Memory stocks forget TurboQuant and remember how to rally
US memory stocks are forgetting about a negative catalyst and remembering what it’s like to lead major indexes.
Shares of Micron, Western Digital, Sandisk, and Seagate Technology Holdings are soaring in early trading on Monday.
Morgan Stanley reiterated its confidence in hard drive disk sellers on Monday, saying that recent channel checks “point to strengthening demand, elongating visibility, and most importantly, a much stronger pricing outlook.”
Analyst Erik Woodring boosted his price target on Seagate to $582 from $468 and on Western Digital to $380 from $369.
Aside from that, there’s no real news supporting their advance, so this looks to be a case of, “We now return to our regularly scheduled programming,” a world in which memory stocks benefit from a substantial supply/demand imbalance and enjoy ample pricing power thanks to the AI boom.
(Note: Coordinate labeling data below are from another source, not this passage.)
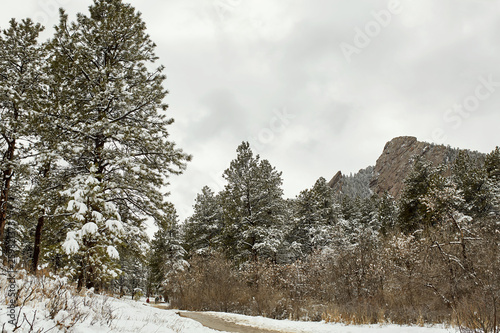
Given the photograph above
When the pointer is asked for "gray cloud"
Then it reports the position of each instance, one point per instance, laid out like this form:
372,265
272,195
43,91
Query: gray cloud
232,65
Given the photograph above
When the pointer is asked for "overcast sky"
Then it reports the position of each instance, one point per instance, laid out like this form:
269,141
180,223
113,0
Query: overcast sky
315,86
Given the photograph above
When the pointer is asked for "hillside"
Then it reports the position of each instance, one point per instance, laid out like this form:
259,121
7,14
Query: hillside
393,165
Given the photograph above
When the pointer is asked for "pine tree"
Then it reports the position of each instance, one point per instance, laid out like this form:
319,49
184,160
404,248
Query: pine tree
315,216
471,181
21,58
492,168
253,207
166,256
412,212
201,232
107,108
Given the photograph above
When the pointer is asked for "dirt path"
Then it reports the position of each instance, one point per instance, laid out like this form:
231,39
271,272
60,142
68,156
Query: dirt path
222,325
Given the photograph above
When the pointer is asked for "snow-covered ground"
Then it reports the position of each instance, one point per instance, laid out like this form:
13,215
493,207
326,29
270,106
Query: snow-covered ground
137,316
322,327
52,305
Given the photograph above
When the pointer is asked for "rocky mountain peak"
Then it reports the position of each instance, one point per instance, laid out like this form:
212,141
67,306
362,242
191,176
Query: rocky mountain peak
395,163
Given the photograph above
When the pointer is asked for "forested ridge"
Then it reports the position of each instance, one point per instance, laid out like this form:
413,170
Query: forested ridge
86,156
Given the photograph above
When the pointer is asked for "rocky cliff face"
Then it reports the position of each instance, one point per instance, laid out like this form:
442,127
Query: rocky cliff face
395,163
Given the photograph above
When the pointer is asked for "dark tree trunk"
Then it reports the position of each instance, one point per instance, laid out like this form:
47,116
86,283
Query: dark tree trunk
4,195
38,239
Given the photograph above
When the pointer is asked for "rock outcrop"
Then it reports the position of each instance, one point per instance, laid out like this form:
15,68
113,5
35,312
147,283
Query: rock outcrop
336,182
395,163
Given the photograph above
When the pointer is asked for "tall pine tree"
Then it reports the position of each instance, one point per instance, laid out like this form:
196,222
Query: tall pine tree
109,115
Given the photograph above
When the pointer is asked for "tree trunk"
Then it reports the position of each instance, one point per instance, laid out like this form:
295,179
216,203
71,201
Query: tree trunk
38,239
4,195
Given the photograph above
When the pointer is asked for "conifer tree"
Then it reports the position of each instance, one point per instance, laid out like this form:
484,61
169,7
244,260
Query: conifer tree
21,58
412,212
471,180
109,114
492,168
253,207
201,231
315,216
166,255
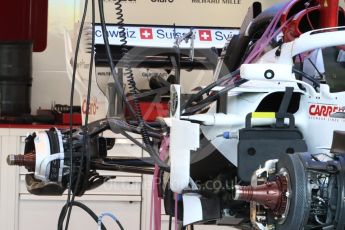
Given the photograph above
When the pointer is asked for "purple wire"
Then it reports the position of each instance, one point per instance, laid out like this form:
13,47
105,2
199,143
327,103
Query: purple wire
269,33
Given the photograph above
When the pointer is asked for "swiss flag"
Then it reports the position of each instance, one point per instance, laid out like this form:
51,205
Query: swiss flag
205,35
146,33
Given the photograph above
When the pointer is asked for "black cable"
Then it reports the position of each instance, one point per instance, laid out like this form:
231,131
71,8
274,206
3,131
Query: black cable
146,139
85,142
71,102
83,207
209,87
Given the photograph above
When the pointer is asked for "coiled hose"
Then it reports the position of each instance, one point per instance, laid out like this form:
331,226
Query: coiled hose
132,85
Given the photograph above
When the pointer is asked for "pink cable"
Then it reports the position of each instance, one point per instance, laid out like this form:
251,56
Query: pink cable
268,35
176,207
155,214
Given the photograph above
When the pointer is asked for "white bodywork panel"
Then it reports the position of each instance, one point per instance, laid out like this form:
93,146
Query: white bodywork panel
184,137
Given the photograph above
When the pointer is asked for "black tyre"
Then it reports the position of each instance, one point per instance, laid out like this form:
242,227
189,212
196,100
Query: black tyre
298,212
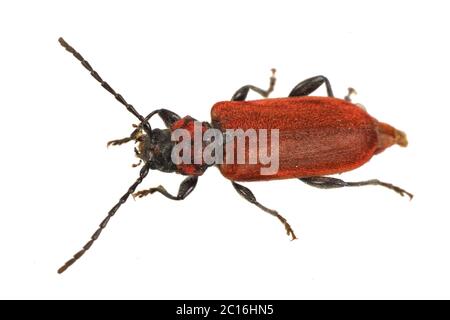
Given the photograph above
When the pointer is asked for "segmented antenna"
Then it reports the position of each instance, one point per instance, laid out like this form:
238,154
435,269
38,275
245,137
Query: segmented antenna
104,84
143,173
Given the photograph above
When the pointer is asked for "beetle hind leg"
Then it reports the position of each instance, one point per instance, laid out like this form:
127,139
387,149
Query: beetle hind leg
330,183
308,86
186,187
241,93
248,195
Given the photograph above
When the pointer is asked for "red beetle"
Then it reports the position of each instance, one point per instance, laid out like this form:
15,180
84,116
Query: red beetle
316,136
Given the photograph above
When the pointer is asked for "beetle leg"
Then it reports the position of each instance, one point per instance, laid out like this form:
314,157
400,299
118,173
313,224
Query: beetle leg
186,187
308,86
248,195
241,94
329,183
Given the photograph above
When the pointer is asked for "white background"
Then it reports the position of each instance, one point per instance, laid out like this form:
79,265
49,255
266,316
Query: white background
58,179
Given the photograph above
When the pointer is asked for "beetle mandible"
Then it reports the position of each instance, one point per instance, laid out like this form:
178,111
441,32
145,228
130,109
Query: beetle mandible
318,136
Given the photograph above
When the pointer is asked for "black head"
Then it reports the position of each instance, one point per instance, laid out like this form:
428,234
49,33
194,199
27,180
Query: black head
155,147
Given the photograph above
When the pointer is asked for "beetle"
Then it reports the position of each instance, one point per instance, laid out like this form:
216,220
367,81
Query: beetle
318,136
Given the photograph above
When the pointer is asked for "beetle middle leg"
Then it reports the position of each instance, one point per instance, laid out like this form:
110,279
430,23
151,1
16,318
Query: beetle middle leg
248,195
186,187
241,93
330,183
308,86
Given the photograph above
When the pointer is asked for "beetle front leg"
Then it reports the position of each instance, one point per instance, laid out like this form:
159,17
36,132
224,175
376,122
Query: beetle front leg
248,195
241,94
308,86
330,183
186,187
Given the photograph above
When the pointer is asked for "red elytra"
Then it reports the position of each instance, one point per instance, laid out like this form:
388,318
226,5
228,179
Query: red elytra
317,135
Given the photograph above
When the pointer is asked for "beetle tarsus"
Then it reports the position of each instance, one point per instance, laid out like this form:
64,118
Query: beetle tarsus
330,183
186,187
241,93
118,142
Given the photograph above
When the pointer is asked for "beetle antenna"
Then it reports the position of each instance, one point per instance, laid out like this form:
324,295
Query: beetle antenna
143,173
104,84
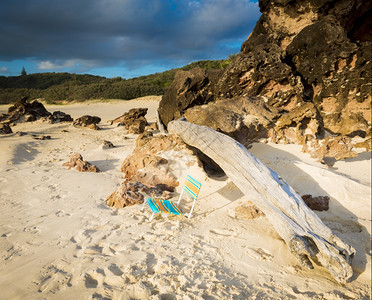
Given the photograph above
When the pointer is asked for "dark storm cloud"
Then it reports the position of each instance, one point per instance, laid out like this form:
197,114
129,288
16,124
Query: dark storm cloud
105,32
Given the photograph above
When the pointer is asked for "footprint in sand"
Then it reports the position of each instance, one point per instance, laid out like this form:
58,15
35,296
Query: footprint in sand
259,253
53,279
The group slumped in early March when the US-Israeli attacks on Iran began, as the war sparked an unwind of popular trades, and then sold off again late in the month after Google published details on its TurboQuant algorithm, which could decrease memory intensity in data center environments.
It’s worth noting that after March 25 was when the US stock market, in general, really hit the skids. So after that negative catalyst, the group was getting caught up in a tide of risk-off activity.
Wall Street analysts at Bernstein and Bank of America, among others, suggested the TurboQuant-inspired sell-off in the group was overdone.
“Despite TurboQuant, GOOGL capex still up +100% YoY,” wrote BofA analyst Vivek Arya, who added that Google “has been publishing similar techs over the last 18 months.”
With Monday’s early gains, these stocks (ex Micron) have now recovered all their post-TurboQuant declines.